No early parole for convicted firebomber targetting Jewish institutions

Thu, 2009-07-30 16:26.
Shuyee Lee

No early parole for a 23-year-old Montreal man sentenced to seven years in prison in the firebombings of a Jewish community centre and an orthodox boys' school in Montreal.


The National Parole Board has refused Omar Bulphred's request.

The Skver-Toldos Orthodox Jewish Boys school in Outremont was attacked in September 2006 and the Ben Wieder community centre in Snowdon was targeted in April 2007.
 

Police seized letters that claimed the crimes were committed in the name of Islamic Jihad, a militant group that has vowed to destroy Israel and set up an Islamic Palestinian state. The letters hinted that further acts were forthcoming. The letters were traced to Bulphred and his accomplice Azim Ibragimov. Wiretaps revealed plans Bulphred and Ibragimov had to kill someone coming out from the annual gay and lesbian rave party Bal en Blanc, by carving him up like a chicken.

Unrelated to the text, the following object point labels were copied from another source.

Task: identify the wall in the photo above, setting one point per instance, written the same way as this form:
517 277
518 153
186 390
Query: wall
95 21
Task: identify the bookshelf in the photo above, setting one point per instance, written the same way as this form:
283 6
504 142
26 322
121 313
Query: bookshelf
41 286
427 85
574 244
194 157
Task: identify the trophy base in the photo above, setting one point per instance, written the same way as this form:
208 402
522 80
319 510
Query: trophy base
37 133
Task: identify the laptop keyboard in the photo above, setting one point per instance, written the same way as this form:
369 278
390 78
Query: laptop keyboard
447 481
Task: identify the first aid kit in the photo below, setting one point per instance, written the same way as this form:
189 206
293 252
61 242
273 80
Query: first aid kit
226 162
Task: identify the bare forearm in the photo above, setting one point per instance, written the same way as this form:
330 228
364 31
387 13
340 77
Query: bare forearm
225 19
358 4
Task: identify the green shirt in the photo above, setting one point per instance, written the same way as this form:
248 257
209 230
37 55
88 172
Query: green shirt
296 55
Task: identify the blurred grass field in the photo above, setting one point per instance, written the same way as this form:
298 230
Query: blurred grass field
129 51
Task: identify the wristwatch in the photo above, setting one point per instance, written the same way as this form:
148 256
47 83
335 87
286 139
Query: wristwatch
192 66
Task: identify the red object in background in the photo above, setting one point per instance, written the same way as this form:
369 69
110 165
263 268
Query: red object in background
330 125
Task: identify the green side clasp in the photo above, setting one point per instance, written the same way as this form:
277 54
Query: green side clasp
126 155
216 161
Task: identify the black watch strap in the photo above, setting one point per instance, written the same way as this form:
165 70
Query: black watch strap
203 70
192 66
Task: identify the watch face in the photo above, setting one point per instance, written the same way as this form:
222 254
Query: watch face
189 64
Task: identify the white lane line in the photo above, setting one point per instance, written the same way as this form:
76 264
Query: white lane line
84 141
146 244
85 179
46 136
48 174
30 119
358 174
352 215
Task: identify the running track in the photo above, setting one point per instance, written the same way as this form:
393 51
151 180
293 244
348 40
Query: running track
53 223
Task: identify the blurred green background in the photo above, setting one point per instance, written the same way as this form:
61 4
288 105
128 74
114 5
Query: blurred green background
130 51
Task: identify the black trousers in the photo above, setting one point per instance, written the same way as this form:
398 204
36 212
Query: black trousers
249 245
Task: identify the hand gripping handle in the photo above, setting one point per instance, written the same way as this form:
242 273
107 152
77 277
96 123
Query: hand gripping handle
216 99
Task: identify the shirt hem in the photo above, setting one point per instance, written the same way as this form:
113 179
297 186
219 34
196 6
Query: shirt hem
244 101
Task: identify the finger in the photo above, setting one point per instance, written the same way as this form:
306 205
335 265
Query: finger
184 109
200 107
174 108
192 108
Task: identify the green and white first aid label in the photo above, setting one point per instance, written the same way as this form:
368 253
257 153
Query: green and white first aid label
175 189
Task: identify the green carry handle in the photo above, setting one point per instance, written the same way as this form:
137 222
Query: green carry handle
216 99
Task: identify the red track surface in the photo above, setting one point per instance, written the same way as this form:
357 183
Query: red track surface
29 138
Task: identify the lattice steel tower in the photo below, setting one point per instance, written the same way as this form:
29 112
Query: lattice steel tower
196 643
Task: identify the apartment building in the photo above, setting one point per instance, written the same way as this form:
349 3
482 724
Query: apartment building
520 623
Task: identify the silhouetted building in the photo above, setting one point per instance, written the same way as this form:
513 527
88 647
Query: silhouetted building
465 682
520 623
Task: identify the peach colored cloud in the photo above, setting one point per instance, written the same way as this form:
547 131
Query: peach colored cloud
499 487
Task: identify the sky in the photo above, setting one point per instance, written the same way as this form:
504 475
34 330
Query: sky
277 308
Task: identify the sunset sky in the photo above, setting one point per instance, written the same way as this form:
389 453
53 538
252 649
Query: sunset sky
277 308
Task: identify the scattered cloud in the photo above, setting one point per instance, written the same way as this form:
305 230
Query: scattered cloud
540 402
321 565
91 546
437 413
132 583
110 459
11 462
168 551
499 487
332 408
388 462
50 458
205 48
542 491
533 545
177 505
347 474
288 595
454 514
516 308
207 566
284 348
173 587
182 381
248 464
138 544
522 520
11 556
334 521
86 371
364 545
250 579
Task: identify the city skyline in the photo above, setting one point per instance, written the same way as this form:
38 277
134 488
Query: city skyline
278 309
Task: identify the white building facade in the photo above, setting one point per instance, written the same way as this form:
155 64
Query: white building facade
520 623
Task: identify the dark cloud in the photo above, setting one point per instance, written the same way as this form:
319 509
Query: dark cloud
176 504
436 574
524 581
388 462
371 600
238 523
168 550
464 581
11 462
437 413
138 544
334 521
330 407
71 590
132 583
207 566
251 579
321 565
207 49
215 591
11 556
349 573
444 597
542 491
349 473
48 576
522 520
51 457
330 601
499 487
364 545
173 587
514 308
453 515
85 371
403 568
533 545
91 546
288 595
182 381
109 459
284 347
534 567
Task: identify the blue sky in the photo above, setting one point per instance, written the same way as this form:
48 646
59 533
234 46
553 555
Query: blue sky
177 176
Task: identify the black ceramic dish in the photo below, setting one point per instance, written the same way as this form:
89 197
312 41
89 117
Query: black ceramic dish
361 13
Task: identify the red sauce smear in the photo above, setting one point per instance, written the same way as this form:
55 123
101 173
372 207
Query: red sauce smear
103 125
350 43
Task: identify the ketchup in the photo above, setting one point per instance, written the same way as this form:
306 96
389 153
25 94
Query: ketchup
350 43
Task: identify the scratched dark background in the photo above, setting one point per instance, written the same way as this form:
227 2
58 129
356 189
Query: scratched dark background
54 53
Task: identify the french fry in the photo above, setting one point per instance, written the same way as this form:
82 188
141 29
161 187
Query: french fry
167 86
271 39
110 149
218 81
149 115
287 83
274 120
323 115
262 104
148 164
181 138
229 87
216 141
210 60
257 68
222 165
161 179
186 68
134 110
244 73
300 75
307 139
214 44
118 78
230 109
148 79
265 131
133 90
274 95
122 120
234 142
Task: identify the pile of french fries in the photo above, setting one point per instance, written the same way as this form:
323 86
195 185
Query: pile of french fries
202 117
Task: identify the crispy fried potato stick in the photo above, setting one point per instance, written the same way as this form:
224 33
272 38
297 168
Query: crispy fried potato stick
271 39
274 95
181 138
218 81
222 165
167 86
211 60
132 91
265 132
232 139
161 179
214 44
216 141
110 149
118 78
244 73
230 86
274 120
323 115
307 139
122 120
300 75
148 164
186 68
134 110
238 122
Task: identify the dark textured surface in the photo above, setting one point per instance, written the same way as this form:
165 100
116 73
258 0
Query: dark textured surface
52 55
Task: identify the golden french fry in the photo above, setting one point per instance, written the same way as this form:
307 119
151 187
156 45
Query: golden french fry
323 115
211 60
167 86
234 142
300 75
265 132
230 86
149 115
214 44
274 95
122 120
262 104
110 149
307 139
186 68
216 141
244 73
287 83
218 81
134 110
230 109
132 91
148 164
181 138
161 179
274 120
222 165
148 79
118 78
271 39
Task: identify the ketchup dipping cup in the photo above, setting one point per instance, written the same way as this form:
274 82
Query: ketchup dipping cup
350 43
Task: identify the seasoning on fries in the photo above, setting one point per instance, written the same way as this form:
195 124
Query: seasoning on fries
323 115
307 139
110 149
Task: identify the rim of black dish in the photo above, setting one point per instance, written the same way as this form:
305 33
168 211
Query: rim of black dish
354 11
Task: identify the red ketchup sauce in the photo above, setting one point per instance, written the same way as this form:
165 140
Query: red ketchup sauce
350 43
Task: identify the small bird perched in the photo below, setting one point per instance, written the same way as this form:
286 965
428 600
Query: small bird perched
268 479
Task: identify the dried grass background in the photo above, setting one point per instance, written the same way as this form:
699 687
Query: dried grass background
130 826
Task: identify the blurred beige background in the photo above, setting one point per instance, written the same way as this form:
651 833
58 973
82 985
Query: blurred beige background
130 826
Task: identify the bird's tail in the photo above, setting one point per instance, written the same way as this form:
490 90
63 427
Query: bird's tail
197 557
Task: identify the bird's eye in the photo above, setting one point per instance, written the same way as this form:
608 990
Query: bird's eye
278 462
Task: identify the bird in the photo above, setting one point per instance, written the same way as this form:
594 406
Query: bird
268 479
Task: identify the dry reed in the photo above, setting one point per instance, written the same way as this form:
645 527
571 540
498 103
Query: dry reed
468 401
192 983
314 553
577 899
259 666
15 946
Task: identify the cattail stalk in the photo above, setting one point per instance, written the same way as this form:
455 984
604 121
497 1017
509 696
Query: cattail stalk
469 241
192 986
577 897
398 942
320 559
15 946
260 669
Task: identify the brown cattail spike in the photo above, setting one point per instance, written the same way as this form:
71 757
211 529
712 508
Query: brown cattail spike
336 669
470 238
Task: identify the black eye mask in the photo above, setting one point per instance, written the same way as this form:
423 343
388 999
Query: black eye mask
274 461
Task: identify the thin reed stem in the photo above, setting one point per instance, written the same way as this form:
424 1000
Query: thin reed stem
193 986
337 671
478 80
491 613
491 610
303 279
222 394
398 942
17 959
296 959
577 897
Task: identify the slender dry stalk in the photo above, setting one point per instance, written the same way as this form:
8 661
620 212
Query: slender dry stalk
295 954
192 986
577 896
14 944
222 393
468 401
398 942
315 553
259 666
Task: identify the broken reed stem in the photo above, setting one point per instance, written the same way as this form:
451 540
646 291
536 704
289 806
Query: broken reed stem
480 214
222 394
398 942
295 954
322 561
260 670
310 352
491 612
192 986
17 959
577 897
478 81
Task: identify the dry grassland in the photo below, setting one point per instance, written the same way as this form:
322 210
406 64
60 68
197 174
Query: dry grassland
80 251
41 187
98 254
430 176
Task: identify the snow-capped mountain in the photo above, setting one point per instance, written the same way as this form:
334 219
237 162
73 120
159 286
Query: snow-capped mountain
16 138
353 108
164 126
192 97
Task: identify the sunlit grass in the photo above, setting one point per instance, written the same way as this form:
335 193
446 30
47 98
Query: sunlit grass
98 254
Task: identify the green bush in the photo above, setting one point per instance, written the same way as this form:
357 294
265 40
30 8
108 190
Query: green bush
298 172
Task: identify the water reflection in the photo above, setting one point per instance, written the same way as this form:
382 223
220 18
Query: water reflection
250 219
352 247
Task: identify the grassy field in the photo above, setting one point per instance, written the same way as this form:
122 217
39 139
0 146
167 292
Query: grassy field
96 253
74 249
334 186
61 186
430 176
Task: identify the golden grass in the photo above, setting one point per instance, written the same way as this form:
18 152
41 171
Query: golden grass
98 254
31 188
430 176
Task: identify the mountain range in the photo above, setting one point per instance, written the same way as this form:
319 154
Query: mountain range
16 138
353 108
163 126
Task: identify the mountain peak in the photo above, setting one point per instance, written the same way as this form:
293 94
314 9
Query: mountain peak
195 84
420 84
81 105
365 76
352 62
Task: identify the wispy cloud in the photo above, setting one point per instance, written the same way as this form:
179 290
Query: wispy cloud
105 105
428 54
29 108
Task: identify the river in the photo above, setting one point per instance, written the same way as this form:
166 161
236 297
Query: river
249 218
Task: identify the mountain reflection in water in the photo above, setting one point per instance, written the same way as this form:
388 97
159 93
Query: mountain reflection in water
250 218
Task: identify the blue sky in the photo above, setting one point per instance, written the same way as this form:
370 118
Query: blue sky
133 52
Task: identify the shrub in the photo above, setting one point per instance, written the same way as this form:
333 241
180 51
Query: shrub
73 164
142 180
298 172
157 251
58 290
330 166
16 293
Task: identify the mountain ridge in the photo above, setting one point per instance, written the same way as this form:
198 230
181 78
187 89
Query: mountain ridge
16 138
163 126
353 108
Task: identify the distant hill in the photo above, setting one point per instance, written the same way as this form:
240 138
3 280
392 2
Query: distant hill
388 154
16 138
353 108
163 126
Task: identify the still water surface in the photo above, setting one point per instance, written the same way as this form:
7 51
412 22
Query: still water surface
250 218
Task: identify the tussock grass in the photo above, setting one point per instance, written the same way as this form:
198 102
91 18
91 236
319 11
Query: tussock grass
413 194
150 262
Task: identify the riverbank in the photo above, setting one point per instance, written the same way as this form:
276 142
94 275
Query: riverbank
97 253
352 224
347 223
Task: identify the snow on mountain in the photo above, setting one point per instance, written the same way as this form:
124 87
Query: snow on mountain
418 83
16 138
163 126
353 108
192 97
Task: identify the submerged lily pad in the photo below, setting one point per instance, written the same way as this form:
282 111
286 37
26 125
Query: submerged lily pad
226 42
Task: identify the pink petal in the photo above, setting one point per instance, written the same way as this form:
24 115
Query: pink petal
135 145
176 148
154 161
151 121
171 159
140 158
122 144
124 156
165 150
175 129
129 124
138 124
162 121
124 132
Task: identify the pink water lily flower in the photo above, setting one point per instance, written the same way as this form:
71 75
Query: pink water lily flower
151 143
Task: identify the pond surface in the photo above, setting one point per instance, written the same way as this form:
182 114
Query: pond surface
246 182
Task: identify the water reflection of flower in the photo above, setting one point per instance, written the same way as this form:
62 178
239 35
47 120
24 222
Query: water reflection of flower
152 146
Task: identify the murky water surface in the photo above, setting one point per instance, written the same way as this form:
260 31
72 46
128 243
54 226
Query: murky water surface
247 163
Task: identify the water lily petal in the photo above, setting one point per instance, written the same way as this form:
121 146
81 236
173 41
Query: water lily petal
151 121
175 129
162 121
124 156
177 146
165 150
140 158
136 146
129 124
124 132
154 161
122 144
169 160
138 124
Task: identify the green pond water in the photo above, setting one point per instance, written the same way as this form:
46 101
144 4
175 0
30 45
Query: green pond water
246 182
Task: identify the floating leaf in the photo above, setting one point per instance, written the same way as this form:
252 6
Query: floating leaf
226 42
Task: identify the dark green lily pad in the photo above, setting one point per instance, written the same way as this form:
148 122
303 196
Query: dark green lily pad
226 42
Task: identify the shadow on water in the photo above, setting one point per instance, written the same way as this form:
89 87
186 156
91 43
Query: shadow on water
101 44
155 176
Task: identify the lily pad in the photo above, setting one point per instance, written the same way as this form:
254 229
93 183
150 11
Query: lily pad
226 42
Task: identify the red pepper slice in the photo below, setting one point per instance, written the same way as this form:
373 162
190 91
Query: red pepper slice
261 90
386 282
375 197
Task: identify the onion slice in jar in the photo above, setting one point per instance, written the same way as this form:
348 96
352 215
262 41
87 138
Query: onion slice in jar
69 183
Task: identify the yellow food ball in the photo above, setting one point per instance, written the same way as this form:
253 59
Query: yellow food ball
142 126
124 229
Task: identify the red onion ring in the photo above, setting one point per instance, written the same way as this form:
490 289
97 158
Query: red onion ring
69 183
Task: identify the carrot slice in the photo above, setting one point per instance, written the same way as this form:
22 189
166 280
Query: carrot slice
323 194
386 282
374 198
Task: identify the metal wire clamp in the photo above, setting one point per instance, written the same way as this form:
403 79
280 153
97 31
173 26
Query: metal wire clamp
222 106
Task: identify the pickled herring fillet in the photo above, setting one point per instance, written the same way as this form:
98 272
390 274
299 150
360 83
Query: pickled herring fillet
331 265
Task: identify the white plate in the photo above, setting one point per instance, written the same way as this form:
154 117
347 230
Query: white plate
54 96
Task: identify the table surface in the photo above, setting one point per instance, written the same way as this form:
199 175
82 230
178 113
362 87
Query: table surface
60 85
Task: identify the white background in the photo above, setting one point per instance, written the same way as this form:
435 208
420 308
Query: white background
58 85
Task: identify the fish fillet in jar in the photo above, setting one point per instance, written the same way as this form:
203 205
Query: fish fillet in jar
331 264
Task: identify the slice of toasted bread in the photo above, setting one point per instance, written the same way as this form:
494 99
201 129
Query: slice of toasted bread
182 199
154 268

Bulphred was considered the mastermind of the plots.

He was sentenced in February and it seems early for parole but Bulphred was already in detention for two years which counts as double, so he's technically served half his sentence.


And parole officials say the time inside has made Bulphred a little scarier.


Their report says they found a pile of things he wrote about fantasy killings, dismemberment, conversations about the ecstasy of murder and his desire to start again, the Polytechnique and Dawson shootings, and the renaissance of terrorism.


They also point out that while he was in preventive detention, he tried to hit a prison guard with a pointed wooden stick; when he was younger he was convicted of armed assault; he threatened his janitor by saying he could kill someone with a container of pills he was holding, telling him it was arsenic.


The parole board concluded that Bulphred represents a high risk of re-offending and that it's better he remain behind bars.